Toutes obédiences confondues, le péronisme a valu en Argentine un cuisant échec, un appauvrissement spectaculaire, qui a transformé un des pays les plus riches du monde en 1950 en un Etat à la limite du sous-développement. Un régime qui, dans certains domaines, n’est plus très loin de la catastrophe vénézuélienne avec un contrôle strict des importations et même – cas rare – des exportations, des impôts très lourds, un bureaucratie péroniste omniprésente et ennemie de l’entreprise privée, une inflation dépassant les 150 % par an, une classe moyenne décimée quand elle ne prend pas la fuite aux Etats-Unis, et des pauvres de plus en plus nombreux.

Cet échec total du péronisme a sans doute aidé Milei à gagner l’élection. Pour changer la société, il devra toutefois affronter ce même péronisme très militant qui contrôle une administration pléthorique et inefficace et tentera de freiner toute réforme.

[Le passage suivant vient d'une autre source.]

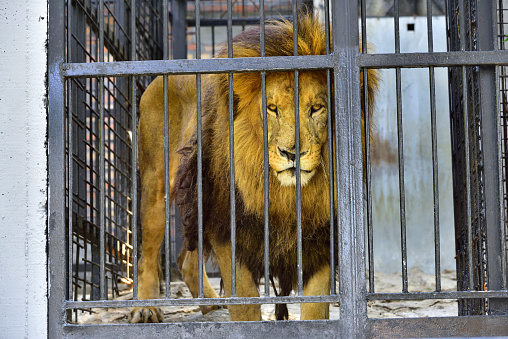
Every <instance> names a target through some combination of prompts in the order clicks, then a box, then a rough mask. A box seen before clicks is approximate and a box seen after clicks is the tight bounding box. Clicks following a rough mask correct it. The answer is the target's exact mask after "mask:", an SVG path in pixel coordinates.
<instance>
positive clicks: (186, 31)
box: [171, 0, 187, 59]
mask: <svg viewBox="0 0 508 339" xmlns="http://www.w3.org/2000/svg"><path fill="white" fill-rule="evenodd" d="M171 17H172V27H171V36H172V40H173V59H187V22H186V20H185V19H186V17H187V2H186V1H185V0H171Z"/></svg>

Il faudra aussi combattre des collectivités locales toutes acquises au péronisme, des syndicats parfois à la limite du système mafieux et qui peuvent se montrer violents, et tous les autres éléments de la nébuleuse péroniste, comme la ccimpora, qui en est parfois surnommée, de manière inquiétante, la « garde de fer ». A cela s’ajoute, au loin, un pape argentin qui n’a jamais caché ses sympathies pour un mouvement péroniste pourtant très matérialiste. Milei en fera un « combat pour la liberté » mais il a été élu seul. Et même au parlement, que le péronisme ne contrôle certes pas mais où il est puissant, Milei ne trouvera sans doute pas beaucoup d’alliés : l’on sait qu’entre corrompus et corrupteurs, la connivence est omniprésente et souvent une condition de survie. L’élection de Milei est encourageante mais ce n’est qu’un premier pas sur un terrain jonché de mines.